The user will be able to change his email. Even on custom resolvers, there is still a tendency to forget to add these kinds of checks, on the other hand, the HTTP API approach doesn’t even require you to think about this, it’s baked right into the pattern.

I’m looking for insights, opinions, counter arguments on this.

2

ABAC uses the Blacklist approach

No, it does not. An identity document authenticated with a token’s secret has no privileges except those that you grant. A blacklist approach would be “grant all privileges by default, and let roles remove them when necessary”. If your queries are accompanied by the secret from an admin key, “blacklist” would be the appropriate term, but then you’re using the equivalent of a “root” password to perform queries; don’t do that.

If you find that complex authentication requirements are hard to do within ABAC roles, by all means, use application code rather than FQL to enforce those.

However, I don’t think the choice is yup vs ABAC roles. yup is great for defining a validation form fields, but it doesn’t replace access control.
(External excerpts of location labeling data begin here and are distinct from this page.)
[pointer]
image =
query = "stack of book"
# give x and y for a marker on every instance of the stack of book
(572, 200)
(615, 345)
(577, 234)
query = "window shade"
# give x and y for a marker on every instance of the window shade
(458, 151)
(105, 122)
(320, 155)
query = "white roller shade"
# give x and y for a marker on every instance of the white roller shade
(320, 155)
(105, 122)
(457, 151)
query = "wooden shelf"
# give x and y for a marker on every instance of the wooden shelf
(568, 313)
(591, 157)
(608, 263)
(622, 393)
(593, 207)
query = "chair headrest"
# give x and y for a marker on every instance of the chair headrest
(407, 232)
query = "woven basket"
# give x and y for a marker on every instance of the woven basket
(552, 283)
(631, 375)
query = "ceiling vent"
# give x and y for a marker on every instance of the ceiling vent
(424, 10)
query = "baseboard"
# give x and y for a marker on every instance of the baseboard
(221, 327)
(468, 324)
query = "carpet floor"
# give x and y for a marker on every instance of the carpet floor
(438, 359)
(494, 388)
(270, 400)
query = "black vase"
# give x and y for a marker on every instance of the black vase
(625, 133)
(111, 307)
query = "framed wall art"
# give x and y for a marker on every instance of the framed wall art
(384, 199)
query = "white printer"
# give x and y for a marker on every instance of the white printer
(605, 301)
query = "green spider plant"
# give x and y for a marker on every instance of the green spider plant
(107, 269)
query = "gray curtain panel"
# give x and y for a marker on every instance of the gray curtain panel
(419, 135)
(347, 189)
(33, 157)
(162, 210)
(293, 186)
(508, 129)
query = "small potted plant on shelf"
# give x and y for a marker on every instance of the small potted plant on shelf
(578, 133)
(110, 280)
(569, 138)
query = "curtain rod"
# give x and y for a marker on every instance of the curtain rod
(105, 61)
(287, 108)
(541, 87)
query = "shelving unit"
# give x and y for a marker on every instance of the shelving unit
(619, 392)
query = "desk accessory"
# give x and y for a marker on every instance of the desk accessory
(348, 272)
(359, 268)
Similarly, ABAC roles are a poor tool for field validation, but it’s all that you have, today, from FQL.

3

No, it does not. An identity document authenticated with a token’s secret has no privileges except those that you grant.

That’s not what I meant when I said blacklist approach, if in the role I wrote:

Create(Role("user"), {
  membership: {
    resource: Collection("users")
  },
  privileges: [
    {
      resource: Collection("users"),
      actions: {
        read: true,
        write: true
      }
    }
  ]
});

Then the user will be able to:

  • Read ALL DOCUMENTS and ALL FIELDS (in users collection) regardless if that document belongs to the user or not. Unless you verbosely define a validation instead of read: true and this validation can get really long.
  • Edit ALL FIELDS and ALL DOCUMENTS (in users collection) regardless if that fields should have been editable or not. Unless you verbosely define a validation instead of write: true nad that validation can get really long.

In our app we have a user.fql which defines the user role and the access rules that we grant and its now 367 lines. And there’s a tendency that you’ll forget, so one of these days you’ll be like “Oh shit, I forgot to add that in the rules”

4

ABAC roles are all about granting/denying actions for operating on documents. You are attempting to extend those to apply field-level permissions. ABAC roles are not well suited for that use case, but I understand why you are making the attempt: it’s the only tool available within Fauna to do so.

Whether you use a blacklist/whitelist approach in your implementation, your role predicates do have to be in sync with the schema itself, and that does represent maintenance overhead. That is, unfortunately, the state of the art in Fauna.

As you mentioned in the original post, performing field-level validations/permissions is significantly easier with host language capabilities and packages. You might consider gating field access through an application API rather than allowing clients to execute GraphQL queries directly.

5

That’s won’t be ideal considering that it’s the main thing that powers graphql, if we want to be able to use fauna graphql, we need to be able to use ABAC, which requires defining roles, where you allow/disallow operations.

One thing I can think of to make the experience better for us devs is to utilize directives, similar to what AWS AppSync is doing https://docs.amplify.aws/cli-legacy/graphql-transformer/auth/#owner-authorization

6

Indeed, it is not ideal. We are working towards a type enforcement solution for the FQL side of things; currently, only the GraphQL API enforces type constraints. And those type constraints are not implemented via ABAC roles. Once FQL has a type constraint facility, we’ll unify that facility across FQL/GraphQL so that it’s not possible to violate GraphQL types via FQL, and vice versa.

You can use ABAC with GraphQL, but, type constraints are not field-level authorizations: their concerns are similar but separate.

Since you are working in this space, it would be great to see your ideas for how field-level authorization should be expressed. What kind of configuration would allow you to express field permissions accurately, and not require vigilance while your schema evolves?